‘Deskercise’: How to work out while you work
If your job is desk bound there are still plenty of things you can do to keep fit and toned.
As well as making sure you get up and have a stretch or a short walk every half an hour or so try some of the following exercises today:
1. Calf Stretch – Remove your shoes and place your feet flat on the floor with your knees slightly apart. Bring your toes up towards the front of your legs while keeping your heels on the floor. This will help iron kinks out of your calves.
2. 60 Second Aerobics – While seated, pump both arms over your head for 30 seconds, then rapidly tap your feet on the floor, American football-drill style, for 30 seconds. Repeat 3-5 times.
3. Body Lift – Place your hands on the arms of your chair and lift yourself up slightly. Repeat.

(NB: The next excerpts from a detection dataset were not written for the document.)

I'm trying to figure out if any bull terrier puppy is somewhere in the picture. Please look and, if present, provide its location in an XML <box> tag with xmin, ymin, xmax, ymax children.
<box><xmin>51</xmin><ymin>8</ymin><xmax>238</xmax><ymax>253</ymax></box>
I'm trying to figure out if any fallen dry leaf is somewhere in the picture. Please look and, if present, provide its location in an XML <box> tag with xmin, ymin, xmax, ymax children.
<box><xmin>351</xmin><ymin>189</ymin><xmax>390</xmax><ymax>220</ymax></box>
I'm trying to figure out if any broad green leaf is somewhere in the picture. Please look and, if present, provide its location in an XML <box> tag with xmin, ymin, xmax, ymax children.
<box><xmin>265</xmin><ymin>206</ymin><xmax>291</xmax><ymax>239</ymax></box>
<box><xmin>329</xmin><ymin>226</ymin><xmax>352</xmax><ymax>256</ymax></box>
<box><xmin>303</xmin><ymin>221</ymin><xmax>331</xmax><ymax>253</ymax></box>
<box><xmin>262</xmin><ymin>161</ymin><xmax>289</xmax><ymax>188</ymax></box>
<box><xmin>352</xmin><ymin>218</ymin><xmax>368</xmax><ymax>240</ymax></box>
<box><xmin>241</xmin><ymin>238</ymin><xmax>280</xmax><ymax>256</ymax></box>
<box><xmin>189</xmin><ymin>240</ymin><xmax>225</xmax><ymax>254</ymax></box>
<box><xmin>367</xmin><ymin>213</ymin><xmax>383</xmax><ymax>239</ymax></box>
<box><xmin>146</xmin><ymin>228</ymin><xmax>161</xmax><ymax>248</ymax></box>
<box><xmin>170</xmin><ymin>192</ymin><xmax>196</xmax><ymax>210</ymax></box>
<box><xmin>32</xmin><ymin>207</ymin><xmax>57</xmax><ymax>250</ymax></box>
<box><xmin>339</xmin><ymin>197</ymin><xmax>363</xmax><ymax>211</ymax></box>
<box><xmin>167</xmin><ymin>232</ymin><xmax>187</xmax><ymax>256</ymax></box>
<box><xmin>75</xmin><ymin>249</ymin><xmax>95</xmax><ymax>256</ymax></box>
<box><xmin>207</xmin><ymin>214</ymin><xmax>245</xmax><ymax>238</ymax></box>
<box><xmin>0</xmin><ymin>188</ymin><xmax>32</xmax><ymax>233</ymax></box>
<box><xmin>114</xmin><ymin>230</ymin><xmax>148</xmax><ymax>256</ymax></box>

4. Buttock Squeeze – Tighten and squeeze your buttocks, hold five to ten seconds, and release. Repeat six to eight times. Really concentrate on the “squeeze” for maximum results.
5. Straight & Narrow – Sit up straight in your chair. Take note of how you sit throughout the day. If you’re slumping a lot, try to practice correcting your posture. Good posture makes you look thinner.
6. Arch – While sitting up arrow straight, bring your lower tummy towards forward until you feel your back arch. Next, reverse the motion. This will help relieve back pressure.